During Sunday worship service my pastor introduced a fellow pastor from Egypt, a pastor who watches over the spiritual growth and evangelical witness of individual churches in Egypt. Several of the visiting pastor’s insights made an impression on me. One insight was that the pastor’s churches have the burden of evangelizing nominal churchgoers in traditional established churches in Egypt. These churchgoers are familiar with the Christian heritage from many previous centuries, but they have no saving faith in the Gospel. And so the pastor’s churches have the burden of reintroducing the Gospel as a fresh word onto the churchgoing unbelievers who make up a small self-protected minority within the larger culture of Egypt.
And the reason that the nominal churchgoers are such a minority in Egypt is because the ninety percent majority of people in Egypt are Muslims. The visiting pastor’s churches not only have the burden of sharing good news with nominal church people, but they also have the burden of sharing this good news with a very strong Muslim majority in Egypt. Planting and harvesting the Gospel in Egypt is a much harder experience than in America, as Egypt provides a culture in which religious freedom is a fringe idea at best.
And the insight from the visiting pastor that really got my attention was the pastor’s burden for seeing churches planted and grown in Arlington specifically for the purpose of reaching out to Muslims in this city. One of the fasting growing areas for Muslim populations along the East Coast is the city of Arlington, combined with the cities of Fairfax and Falls Church. Muslims are moving here to Arlington to start a new life after shifting away from their home cultures overseas. And the visiting pastor wants churches to be planted in Arlington specifically for Gospel witness to these new incoming Muslims.

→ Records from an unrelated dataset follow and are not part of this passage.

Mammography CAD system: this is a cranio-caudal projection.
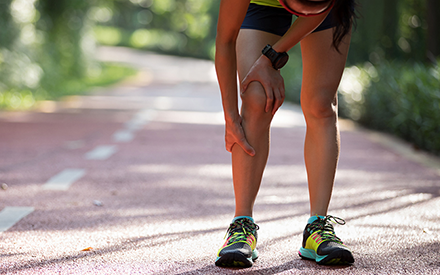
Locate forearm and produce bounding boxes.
[215,41,239,120]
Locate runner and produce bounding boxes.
[215,0,355,267]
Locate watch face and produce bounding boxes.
[273,54,289,70]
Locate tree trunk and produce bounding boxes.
[426,0,440,63]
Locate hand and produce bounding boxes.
[241,55,286,115]
[225,116,255,157]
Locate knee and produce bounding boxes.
[241,82,266,117]
[241,82,272,131]
[301,90,338,119]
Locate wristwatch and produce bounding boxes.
[262,44,289,70]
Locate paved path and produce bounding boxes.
[0,48,440,274]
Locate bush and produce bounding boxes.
[339,62,440,154]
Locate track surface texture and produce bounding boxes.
[0,47,440,274]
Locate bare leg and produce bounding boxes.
[301,29,350,216]
[232,29,280,217]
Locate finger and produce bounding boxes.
[240,76,250,94]
[272,89,284,115]
[264,88,274,113]
[238,139,255,157]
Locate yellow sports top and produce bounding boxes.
[251,0,283,8]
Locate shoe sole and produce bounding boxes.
[215,249,258,268]
[298,247,354,265]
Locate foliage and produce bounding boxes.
[90,0,218,58]
[0,0,138,109]
[339,62,440,155]
[348,0,432,64]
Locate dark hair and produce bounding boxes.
[290,0,357,52]
[332,0,357,52]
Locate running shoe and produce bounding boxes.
[215,218,259,267]
[299,215,354,265]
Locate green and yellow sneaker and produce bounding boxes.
[299,215,354,265]
[215,218,259,267]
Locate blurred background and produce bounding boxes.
[0,0,440,155]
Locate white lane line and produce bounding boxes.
[84,145,118,160]
[0,207,34,233]
[113,109,156,142]
[43,169,86,191]
[113,129,134,142]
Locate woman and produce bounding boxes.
[215,0,354,267]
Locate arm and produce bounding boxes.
[242,12,329,114]
[215,0,255,156]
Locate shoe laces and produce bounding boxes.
[308,215,345,244]
[225,218,260,243]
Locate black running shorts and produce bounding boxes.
[241,3,336,36]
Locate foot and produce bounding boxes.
[215,218,258,267]
[299,216,354,265]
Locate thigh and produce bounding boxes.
[236,29,281,82]
[301,29,350,105]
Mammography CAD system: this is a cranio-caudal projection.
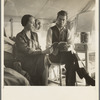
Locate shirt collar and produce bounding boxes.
[56,24,66,32]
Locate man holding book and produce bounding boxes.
[46,10,95,86]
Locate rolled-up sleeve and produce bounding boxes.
[46,28,52,48]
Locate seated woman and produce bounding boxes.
[15,15,48,85]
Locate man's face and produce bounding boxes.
[57,15,67,27]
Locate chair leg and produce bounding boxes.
[59,65,62,86]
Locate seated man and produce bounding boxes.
[47,10,95,86]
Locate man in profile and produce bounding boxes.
[46,10,95,86]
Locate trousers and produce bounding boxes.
[49,51,84,86]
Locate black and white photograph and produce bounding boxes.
[1,0,99,100]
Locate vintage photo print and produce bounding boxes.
[1,0,99,100]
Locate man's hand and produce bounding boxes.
[68,46,76,54]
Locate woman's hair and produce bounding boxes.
[57,10,68,18]
[21,14,33,26]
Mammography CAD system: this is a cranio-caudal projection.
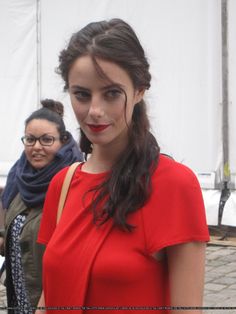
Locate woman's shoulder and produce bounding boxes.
[153,154,201,185]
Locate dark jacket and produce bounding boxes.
[5,194,44,313]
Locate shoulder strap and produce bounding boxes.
[57,162,81,224]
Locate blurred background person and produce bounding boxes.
[1,99,83,314]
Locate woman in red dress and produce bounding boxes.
[36,19,209,314]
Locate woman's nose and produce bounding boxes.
[33,139,43,149]
[89,97,104,118]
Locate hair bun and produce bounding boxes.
[41,99,64,117]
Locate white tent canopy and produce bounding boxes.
[0,0,236,224]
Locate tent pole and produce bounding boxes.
[36,0,41,107]
[221,0,230,187]
[218,0,230,227]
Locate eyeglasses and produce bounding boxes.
[21,134,60,146]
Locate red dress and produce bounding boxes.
[38,156,209,314]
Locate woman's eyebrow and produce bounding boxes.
[101,83,125,90]
[70,85,89,92]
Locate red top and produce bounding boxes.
[38,156,209,314]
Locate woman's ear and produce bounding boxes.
[134,88,145,104]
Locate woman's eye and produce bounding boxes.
[74,91,90,101]
[106,89,122,99]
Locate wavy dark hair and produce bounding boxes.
[57,19,160,230]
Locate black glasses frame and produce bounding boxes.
[21,134,60,146]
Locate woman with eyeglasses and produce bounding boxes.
[1,99,83,314]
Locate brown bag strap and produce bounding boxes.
[57,162,81,224]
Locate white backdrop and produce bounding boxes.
[0,0,236,223]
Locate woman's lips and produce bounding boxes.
[88,124,110,132]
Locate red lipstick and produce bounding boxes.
[88,124,109,132]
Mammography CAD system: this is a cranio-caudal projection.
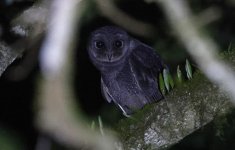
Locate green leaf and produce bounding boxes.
[91,120,95,130]
[168,73,175,89]
[158,73,166,95]
[163,68,170,92]
[185,59,193,79]
[98,116,104,135]
[177,65,183,83]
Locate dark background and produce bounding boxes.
[0,0,235,150]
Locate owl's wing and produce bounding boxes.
[130,41,166,102]
[101,78,114,103]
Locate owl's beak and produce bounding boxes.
[107,53,113,61]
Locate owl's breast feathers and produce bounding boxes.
[101,41,164,115]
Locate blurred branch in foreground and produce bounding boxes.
[36,0,118,150]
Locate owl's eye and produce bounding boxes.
[114,40,123,48]
[95,41,105,49]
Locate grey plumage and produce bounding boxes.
[88,26,164,116]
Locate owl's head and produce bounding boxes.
[88,26,130,69]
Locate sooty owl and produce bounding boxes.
[88,26,164,116]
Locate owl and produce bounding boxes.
[87,26,165,116]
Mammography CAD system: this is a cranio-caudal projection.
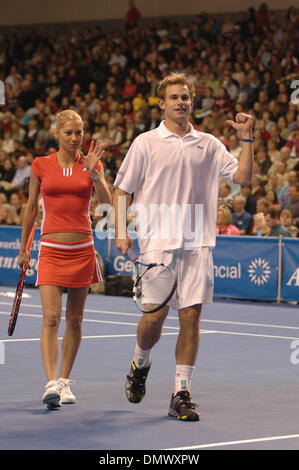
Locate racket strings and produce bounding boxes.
[135,265,174,312]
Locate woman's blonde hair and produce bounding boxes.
[218,205,232,225]
[55,109,83,132]
[252,212,269,235]
[157,72,195,100]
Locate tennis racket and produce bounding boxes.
[127,247,177,313]
[7,224,36,336]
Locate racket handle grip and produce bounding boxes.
[127,246,137,262]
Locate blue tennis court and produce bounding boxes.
[0,287,299,451]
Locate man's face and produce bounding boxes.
[265,214,277,228]
[159,84,192,124]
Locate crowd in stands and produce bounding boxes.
[0,3,299,237]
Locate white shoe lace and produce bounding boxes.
[58,378,76,397]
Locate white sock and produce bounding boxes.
[174,364,194,394]
[133,343,152,369]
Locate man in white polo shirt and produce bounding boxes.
[114,74,253,421]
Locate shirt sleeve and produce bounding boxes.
[214,139,239,179]
[114,136,145,194]
[31,157,41,180]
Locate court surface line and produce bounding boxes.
[0,311,299,342]
[0,302,299,330]
[165,434,299,450]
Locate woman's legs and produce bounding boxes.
[39,286,63,381]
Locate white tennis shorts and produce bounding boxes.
[140,247,214,310]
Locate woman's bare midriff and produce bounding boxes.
[42,232,90,243]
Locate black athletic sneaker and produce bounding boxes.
[126,361,151,403]
[168,390,199,421]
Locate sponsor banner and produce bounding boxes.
[0,227,299,301]
[213,236,278,300]
[281,238,299,302]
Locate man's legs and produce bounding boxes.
[168,304,201,421]
[125,306,168,403]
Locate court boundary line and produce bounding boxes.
[0,302,299,339]
[165,434,299,450]
[0,311,299,342]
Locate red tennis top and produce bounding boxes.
[31,153,102,235]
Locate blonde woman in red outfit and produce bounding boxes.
[18,110,111,408]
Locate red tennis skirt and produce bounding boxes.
[35,236,103,287]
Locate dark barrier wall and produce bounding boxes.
[0,0,292,26]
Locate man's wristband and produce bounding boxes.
[90,175,99,181]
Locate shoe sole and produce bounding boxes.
[168,408,200,421]
[125,384,146,404]
[43,393,61,409]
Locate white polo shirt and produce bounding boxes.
[114,121,238,253]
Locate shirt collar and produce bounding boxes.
[157,121,199,139]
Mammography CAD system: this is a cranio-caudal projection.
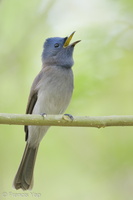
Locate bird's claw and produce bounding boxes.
[40,113,47,118]
[62,114,74,122]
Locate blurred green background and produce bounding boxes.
[0,0,133,200]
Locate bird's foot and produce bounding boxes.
[62,114,74,122]
[40,113,47,119]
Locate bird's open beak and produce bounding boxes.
[63,31,81,48]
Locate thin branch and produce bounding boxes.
[0,113,133,128]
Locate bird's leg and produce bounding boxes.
[40,113,47,119]
[62,114,74,121]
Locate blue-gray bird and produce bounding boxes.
[13,32,80,190]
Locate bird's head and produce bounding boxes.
[42,32,80,68]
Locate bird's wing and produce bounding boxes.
[24,72,43,141]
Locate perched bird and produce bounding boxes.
[13,32,80,190]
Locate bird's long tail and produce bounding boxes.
[13,143,38,190]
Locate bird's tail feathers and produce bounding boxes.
[13,143,39,190]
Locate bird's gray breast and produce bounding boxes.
[33,66,73,114]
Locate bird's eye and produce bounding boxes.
[54,43,59,48]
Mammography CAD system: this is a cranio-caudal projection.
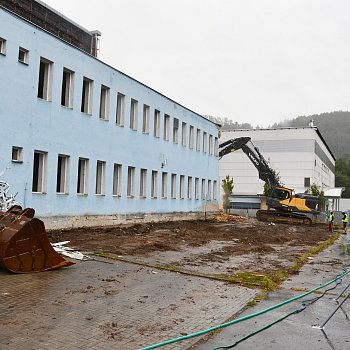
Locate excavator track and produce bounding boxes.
[256,210,312,225]
[0,206,74,273]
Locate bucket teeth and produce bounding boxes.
[0,206,74,273]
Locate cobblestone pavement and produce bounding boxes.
[0,259,256,350]
[194,233,350,350]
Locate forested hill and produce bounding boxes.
[216,112,350,158]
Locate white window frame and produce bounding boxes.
[56,154,69,194]
[140,169,147,198]
[173,118,180,144]
[179,175,185,199]
[113,163,122,197]
[32,151,47,193]
[171,174,176,199]
[162,172,168,198]
[130,98,138,131]
[77,157,89,195]
[153,109,160,138]
[18,47,29,65]
[196,129,201,151]
[151,170,158,198]
[187,176,192,199]
[95,160,106,196]
[80,77,93,115]
[99,85,110,120]
[142,104,150,134]
[37,57,53,101]
[126,166,135,198]
[115,92,125,126]
[181,122,187,147]
[163,114,170,141]
[0,37,6,56]
[11,146,23,163]
[61,67,74,108]
[194,177,199,200]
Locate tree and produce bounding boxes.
[221,175,234,213]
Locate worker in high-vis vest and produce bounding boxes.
[341,211,349,234]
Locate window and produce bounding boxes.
[304,177,311,187]
[153,110,160,137]
[126,166,135,197]
[203,131,208,153]
[140,169,147,198]
[213,180,218,201]
[214,137,219,157]
[100,85,109,120]
[113,164,122,197]
[162,173,168,198]
[115,92,125,126]
[171,174,176,198]
[142,105,149,134]
[202,179,205,200]
[18,47,29,64]
[187,176,192,199]
[181,123,186,147]
[194,177,199,199]
[38,57,53,101]
[95,160,106,194]
[56,154,69,194]
[77,158,89,194]
[81,77,93,114]
[32,151,47,193]
[208,180,212,201]
[180,175,185,199]
[61,68,74,108]
[12,146,23,162]
[196,129,201,151]
[188,125,194,149]
[209,135,213,154]
[130,99,137,130]
[151,170,158,198]
[173,118,179,143]
[0,38,6,55]
[164,114,170,141]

These insights from the visiting pastor warm my heart. I want to see the Gospel being preached onto unchurched unbelievers and unreached people-groups, and to see the Gospel sown and harvested among regions where the Gospel was not established in previous times, in longing to see new believers raised up to the grace of the Gospel from very spiritually barren surroundings with the Lord. “And so I have made it my aim to preach the gospel, not where Christ was named, lest I should build on another man’s foundation . . .” (Rom. 15:20). My hope with the Lord is that individual churches would be planted for Gospel witness onto newly arrived and well situated Muslims and other diverse ethnic neighbors in Arlington, for bringing these diverse unbelievers to a radical encounter of the grace of Christ beyond the spiritual brokenness of culture shifts and civil unrest among fallen sinners from their former home lands.